Le conseil d’administration est d’ailleurs composé de plusieurs Israéliens, comme Ohad Marani, membre du conseil d’administration de la Banque Leumi d’Israël Ltd depuis octobre 2015 et membre du comité des investissements du Fonds pour l’infrastructure en Israël.
Ohad Marani
Auparavant, M. Marani a également été directeur général du ministère israélien des finances (2001-2003), directeur du département du budget de l’État d’Israël (2000-2001) et Ministre des Affaires économiques à l’ambassade d’Israël à Washington (1995-2000).
Le Ministère algérien de l’énergie, qui est déjà pris sur un autre front de bataille dans l’affaire du rachat des actifs d’Anadarko par Total, va-t-il laisser Reggane Nord tomber entre des mains en partie israéliennes ?
Depuis quelques semaines, les services de sécurité enquêtent sur plusieurs hauts cadres de la Sonatrach et leurs relations avec le trader suisse Lord Energy fondé par Hazim Nada, fils de l’homme d’affaires d’origine égyptienne Youssef Nada, proche des Frères Musulmans.
Tout comme l’achat de la raffinerie d’Augusta en Italie fait l’objet d’une enquête minutieuse pour déterminer dans quel contexte la Banque d’Algérie a autorisé le transfert d’environ 1 milliard $ représentant le coût de l’usine.

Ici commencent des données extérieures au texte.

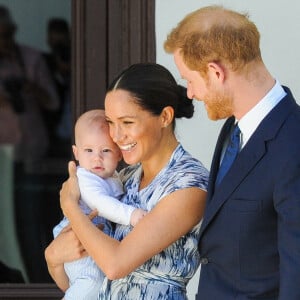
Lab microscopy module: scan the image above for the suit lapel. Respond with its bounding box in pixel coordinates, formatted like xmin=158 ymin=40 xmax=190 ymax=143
xmin=200 ymin=89 xmax=297 ymax=235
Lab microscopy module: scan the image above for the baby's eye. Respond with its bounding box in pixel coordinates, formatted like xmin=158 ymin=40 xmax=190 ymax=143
xmin=102 ymin=149 xmax=111 ymax=153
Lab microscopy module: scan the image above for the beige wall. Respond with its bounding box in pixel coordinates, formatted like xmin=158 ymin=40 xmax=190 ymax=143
xmin=156 ymin=0 xmax=300 ymax=299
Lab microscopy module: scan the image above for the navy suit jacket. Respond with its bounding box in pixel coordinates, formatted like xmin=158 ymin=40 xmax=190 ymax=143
xmin=196 ymin=88 xmax=300 ymax=300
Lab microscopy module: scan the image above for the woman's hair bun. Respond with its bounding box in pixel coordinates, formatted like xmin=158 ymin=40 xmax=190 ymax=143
xmin=175 ymin=84 xmax=194 ymax=119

Sonatrach, véritable poumon financier du Pays, s’est mise à de nombreuses reprises en situation de danger ces dernières années, de par de surprenantes décisions prises autour de la sous-traitance de certaines de ses activités de contrôle stratégiques, attribuées le plus souvent à des entreprises chinoises.
Ainsi, Beijing Sifang Automation Co avait obtenu d’une part le contrat de fourniture du système de contrôle des infrastructures critiques pour deux gazoducs. Puis en Juin 2018, China Telecom Construction 3RD Engineering Co, filiale de la compagnie étatique China International Telecommunication Construction Corp (CITCC), a remporté pour plus de 50 Millions de Dinars, le très sensible contrat d’équipements de transmission par fibre optique pour les activités de la compagnie nationale d’Hydrocarbures à Arzew.
Sonatrach a également sélectionné CXCEC (China XinXing Construction Engineering Co), CNTIC (China National Technical Import & Export Corp, publique) et ETROL (Beijing ETROL Technologies Co) pour construire un centre de surveillance et de contrôle des gazoducs et oléoducs algériens pour près de 2 Milliards de Dinars.
Alors que Huawei est blacklistée par l’ensemble des grandes démocraties dans le monde, Sonatrach a décidé de donner le marché de la refonte de son système informatique à CNPC (China National Petroleum Corp) et à …Huawei.
Il semble aussi urgent qu’impératif de se pencher sur ce qui s’apparente être un bradage dangereux de l’économie de notre Pays. Sonatrach ne mérite pas cela.